- The Washington Times - Friday, May 30, 2014

Former New York Mayor Michael Bloomberg, who now presses for nationwide gun control via his Mayors Against Illegal Guns group, took to the commencement podium at Harvard University’s graduation ceremonies to issue some scathing criticism about the politics of academia, circa 2014: The atmosphere is way too liberally charged, he said.

“In the 1950s, the right wing was attempting to repress left-wing ideas,” Mr. Bloomberg said, Reuters reported. “Today, on many college campuses, it is liberals trying to repress conservative ideas even as conservative faculty members are at risk of becoming an endangered species.”

He chided educators to return to the real reasons for a university education — to “teach students how to think,” he said.
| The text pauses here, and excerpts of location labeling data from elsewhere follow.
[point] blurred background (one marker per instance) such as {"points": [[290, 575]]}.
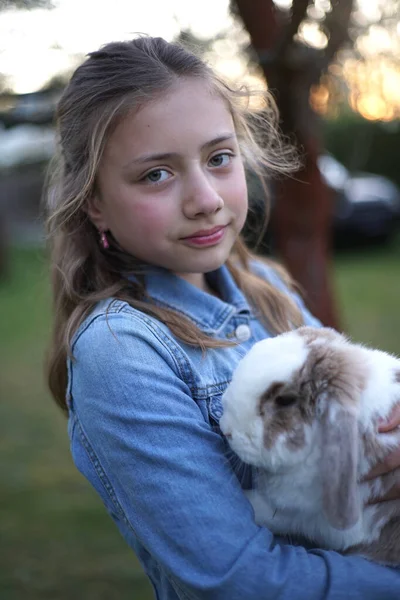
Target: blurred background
{"points": [[334, 69]]}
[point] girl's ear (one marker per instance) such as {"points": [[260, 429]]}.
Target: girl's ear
{"points": [[95, 211]]}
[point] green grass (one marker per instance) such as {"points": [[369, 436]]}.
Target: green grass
{"points": [[57, 542], [368, 295]]}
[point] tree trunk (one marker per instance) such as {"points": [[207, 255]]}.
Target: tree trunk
{"points": [[302, 217]]}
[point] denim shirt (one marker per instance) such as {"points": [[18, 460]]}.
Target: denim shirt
{"points": [[144, 410]]}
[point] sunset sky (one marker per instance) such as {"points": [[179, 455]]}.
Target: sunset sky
{"points": [[36, 45]]}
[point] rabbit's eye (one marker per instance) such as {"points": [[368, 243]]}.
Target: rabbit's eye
{"points": [[285, 400]]}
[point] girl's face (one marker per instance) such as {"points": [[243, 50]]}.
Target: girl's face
{"points": [[171, 183]]}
“A university’s obligation is not to teach students what to think, but … how to think,” Mr. Bloomberg said, Reuters reported. “That requires listening to the other side, weighing arguments without prejudice.”

He also pointed to the 2012 election cycle as proof of his point about liberal bias, reminding that reports have shown that 96 percent of political contributions from Ivy League staff and faculty went to support then-candidate Barack Obama, not former Massachusetts Gov. Mitt Romney.

Mr. Bloomberg, a Democrat-turned-Republican, switched political affiliations yet again — to independent — after he became the mayor of New York. He’s perhaps most famous for launching a concerted nationwide lobby effort to curb Second Amendment freedoms, via his multimillion Mayors Against Illegal Guns.